How do I make the stack defensible later?

Every processed output should carry its paradata — wavelengths, exposures, target readings, registration method, software versions and parameters. Store the calibrated 16-bit stack as the archival master and treat false-colour images as derivatives that point back to it. Two years on, a reviewer should be able to rerun your config and obtain the same image to the pixel.

What are the most common processing mistakes?

  • Registering before flat-fielding, so hotspots smear across bands.
  • Stretching contrast per-folio, destroying batch comparability.
  • Sharpening before separation, which injects edge artefacts into PCA.
  • Trusting PC1 and never inspecting later components.
  • Discarding raw bands once a nice JPEG exists.

Key Takeaways

  • Fixed order: dark, flat-field, reflectance, register, standardise, separate, visualise.
  • Process in 16-bit/32-bit float; reserve 8-bit for derivatives only.
  • Script the pipeline from a config so every folio gets identical treatment.
  • PCA scouts; ICA, MNF and band ratios resolve stubborn layers.
  • Enforce acceptance checks and reshoot failures rather than patching them.
  • Archive the calibrated stack plus full paradata for reproducibility.

Frequently Asked Questions

What is the correct order of operations for a stack?

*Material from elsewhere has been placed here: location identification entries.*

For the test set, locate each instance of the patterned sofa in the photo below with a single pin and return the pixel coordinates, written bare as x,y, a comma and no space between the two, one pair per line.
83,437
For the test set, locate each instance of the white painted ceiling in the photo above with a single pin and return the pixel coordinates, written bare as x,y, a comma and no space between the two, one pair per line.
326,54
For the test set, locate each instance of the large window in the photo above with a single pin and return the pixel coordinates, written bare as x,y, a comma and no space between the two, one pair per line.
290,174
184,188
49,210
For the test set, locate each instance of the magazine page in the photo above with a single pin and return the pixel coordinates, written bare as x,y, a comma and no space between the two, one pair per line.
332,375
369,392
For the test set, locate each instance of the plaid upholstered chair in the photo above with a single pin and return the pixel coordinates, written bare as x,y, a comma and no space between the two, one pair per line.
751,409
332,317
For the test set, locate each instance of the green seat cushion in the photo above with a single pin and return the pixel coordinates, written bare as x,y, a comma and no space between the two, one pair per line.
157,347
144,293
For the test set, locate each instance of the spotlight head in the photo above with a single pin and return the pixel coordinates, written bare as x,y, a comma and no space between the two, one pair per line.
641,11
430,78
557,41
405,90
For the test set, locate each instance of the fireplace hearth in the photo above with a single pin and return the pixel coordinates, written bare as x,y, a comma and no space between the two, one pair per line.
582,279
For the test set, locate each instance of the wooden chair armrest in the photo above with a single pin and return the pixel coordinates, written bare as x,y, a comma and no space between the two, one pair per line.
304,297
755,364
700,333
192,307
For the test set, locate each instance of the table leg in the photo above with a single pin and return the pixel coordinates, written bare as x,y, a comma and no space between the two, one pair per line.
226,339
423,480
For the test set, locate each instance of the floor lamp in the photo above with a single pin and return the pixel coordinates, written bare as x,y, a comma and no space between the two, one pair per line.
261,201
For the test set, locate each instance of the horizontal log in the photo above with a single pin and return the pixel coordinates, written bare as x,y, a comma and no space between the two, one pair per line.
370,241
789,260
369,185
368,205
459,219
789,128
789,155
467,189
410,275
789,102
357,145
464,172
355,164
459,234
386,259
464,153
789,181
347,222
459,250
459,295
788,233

Dark subtraction, flat-field correction, reflectance normalisation against a target, sub-pixel registration, then statistical separation. Doing registration before flat-fielding leaves illumination artefacts baked into the result.

Should I work in 8-bit or 16-bit?

Always process in 16-bit (or 32-bit float). Faint undertext occupies a tiny fraction of the tonal range, and 8-bit quantisation destroys it before you ever apply PCA.

How do I keep results consistent across hundreds of folios?

Script the pipeline so every folio receives identical operations, store parameters in a config file, and log a checksum and processing record per output. Manual per-image tweaking is the main source of inconsistency.

Do I normalise each band independently?

Normalise against a reflectance target captured in the same session so bands are radiometrically comparable, then standardise (zero mean, unit variance) only as a pre-step for PCA or ICA.

What metadata must accompany a processed stack?

Wavelengths, exposures, calibration target readings, registration method, software versions and every processing parameter — the paradata that lets another person reproduce your output exactly.

How do I avoid creating artefacts that look like text?

Validate against the raw bands, avoid extreme contrast stretches, and never sharpen before separation. If a feature appears only after aggressive processing and not in any single band, treat it as suspect.